Bug 1302613

Summary: Replicator does not delete handoff copies, thus leaving multiple copies in cluster and disk usage increases
Product: Red Hat OpenStack Reporter: Christian Schwede (cschwede) <cschwede>
Component: openstack-swiftAssignee: Pete Zaitcev <zaitcev>
Status: CLOSED ERRATA QA Contact: Mike Abrams <mabrams>
Severity: high Docs Contact:
Priority: high    
Version: 7.0 (Kilo)CC: bbilgin, derekh, furlongm, mabrams, scohen, srevivo, zaitcev
Target Milestone: ---Keywords: ZStream
Target Release: 7.0 (Kilo)Flags: cschwede: needinfo+
Hardware: x86_64   
OS: Linux   
Whiteboard:
Fixed In Version: openstack-swift-2.3.0-5.el7ost Doc Type: Bug Fix
Doc Text:
Story Points: ---
Clone Of: Environment:
Last Closed: 2016-10-05 19:15:43 UTC Type: Bug
Regression: --- Mount Type: ---
Documentation: --- CRM:
Verified Versions: Category: ---
oVirt Team: --- RHEL 7.3 requirements from Atomic Host:
Cloudforms Team: --- Target Upstream Version:

Description Christian Schwede (cschwede) 2016-01-28 09:33:19 UTC
Description of problem:

The swift object replicator does not delete a handoff copy that is successfully replicated to its primary nodes. Thus data is never deleted when a rebalance changes the cluster layout; for example when adding new disks data is replicated to the new disks, but not removed from the existing ones. Therefore a rebalance will actually not rebalance the data distribution. In fact total data usage will increase without adding new data.

Most likely happens with geo-replicated clusters.

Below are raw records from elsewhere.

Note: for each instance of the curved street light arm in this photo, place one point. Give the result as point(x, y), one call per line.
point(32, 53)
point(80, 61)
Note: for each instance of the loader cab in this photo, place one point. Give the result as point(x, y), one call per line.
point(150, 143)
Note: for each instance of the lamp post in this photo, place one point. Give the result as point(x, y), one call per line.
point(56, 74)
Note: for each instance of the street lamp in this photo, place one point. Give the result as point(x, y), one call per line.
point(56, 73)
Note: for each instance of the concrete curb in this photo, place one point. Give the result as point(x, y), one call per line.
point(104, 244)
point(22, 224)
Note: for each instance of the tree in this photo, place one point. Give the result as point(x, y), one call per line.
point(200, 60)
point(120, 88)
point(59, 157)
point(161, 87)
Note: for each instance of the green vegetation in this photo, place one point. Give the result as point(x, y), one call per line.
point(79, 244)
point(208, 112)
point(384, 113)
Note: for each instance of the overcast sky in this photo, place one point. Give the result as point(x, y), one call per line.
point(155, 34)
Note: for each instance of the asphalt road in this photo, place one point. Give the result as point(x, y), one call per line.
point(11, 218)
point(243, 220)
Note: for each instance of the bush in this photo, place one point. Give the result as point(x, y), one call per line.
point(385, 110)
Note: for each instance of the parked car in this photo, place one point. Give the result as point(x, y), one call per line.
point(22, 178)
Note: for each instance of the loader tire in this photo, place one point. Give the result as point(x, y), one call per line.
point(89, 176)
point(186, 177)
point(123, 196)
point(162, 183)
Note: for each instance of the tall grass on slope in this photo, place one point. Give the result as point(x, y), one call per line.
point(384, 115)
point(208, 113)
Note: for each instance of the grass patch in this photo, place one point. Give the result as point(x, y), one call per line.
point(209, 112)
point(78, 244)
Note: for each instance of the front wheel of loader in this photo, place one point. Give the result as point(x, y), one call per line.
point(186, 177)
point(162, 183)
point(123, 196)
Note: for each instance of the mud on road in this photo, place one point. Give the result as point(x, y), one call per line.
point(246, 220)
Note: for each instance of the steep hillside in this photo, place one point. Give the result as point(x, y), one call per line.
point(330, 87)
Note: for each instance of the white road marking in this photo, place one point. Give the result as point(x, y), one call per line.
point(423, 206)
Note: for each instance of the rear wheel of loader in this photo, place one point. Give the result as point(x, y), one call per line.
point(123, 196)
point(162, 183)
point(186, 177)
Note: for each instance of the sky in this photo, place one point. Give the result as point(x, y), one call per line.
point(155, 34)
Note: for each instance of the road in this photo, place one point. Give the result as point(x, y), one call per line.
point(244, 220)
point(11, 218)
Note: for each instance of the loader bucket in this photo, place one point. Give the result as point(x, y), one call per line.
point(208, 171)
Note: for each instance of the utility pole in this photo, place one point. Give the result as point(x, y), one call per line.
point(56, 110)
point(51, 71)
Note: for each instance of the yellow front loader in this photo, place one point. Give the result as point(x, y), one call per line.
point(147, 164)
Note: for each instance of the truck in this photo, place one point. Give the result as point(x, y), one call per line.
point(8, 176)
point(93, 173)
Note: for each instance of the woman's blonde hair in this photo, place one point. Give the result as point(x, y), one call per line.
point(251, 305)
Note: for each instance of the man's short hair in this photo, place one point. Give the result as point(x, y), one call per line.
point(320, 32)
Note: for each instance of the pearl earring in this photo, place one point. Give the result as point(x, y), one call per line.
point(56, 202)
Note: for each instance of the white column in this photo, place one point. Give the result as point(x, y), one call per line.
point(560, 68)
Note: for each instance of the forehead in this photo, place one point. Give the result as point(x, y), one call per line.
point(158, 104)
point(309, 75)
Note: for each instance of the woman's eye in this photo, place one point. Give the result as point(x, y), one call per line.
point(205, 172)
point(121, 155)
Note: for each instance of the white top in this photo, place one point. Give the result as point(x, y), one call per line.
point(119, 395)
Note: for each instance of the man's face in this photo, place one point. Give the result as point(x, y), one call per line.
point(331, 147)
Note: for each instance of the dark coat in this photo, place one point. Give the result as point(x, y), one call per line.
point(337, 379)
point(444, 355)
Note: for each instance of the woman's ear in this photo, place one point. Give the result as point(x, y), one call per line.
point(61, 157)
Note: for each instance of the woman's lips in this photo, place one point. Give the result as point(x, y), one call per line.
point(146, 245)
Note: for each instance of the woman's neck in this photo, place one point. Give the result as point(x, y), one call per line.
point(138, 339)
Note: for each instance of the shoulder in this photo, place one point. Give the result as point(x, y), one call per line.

Version-Release number of selected component (if applicable):

2.3
2.5

openstack-swift-object-2.3.0-2.el7ost.noarch

How reproducible:

Always.

Steps to Reproduce:
1. Create a Swift cluster with multiple regions
2. Upload data
3. Add or remove a node or disk from cluster and rebalance
4. Data is left on the old disks and not removed, even if it is a handoff node.

Actual results:

Data is NOT removed from a handoff node after successful replication.

Expected results:

Data is removed from a handoff node after successful replication.

Additional info:

Fixed upstream: https://github.com/openstack/swift/commit/d01cd425094c2e56e4e89dbf3eaf887815dd5b62

Also affects Swift 2.5 (as stated in the linked Launchpad bug entry).

Error message from object-replicator:

Jan 28 11:13:17 ******* object-replicator: Error syncing handoff partition: #012Traceback (most recent call last):#012  File "/usr/lib/python2.7/site-packages/swift/obj/replicator.py", line 269, in update_deleted#012    delete_objs = delete_objs.intersection(cand_objs)#012AttributeError: 'list' object has no attribute 'intersection'

Comment 4 Christian Schwede (cschwede) 2016-02-02 07:46:58 UTC
This has been also fixed upstream in stable/kilo: https://review.openstack.org/#/c/232696/

Comment 12 errata-xmlrpc 2016-10-05 19:15:43 UTC
Since the problem described in this bug report should be
resolved in a recent advisory, it has been closed with a
resolution of ERRATA.

For information on the advisory, and where to find the updated
files, follow the link below.

If the solution does not work for you, open a new bug report.

https://rhn.redhat.com/errata/RHBA-2016-2028.html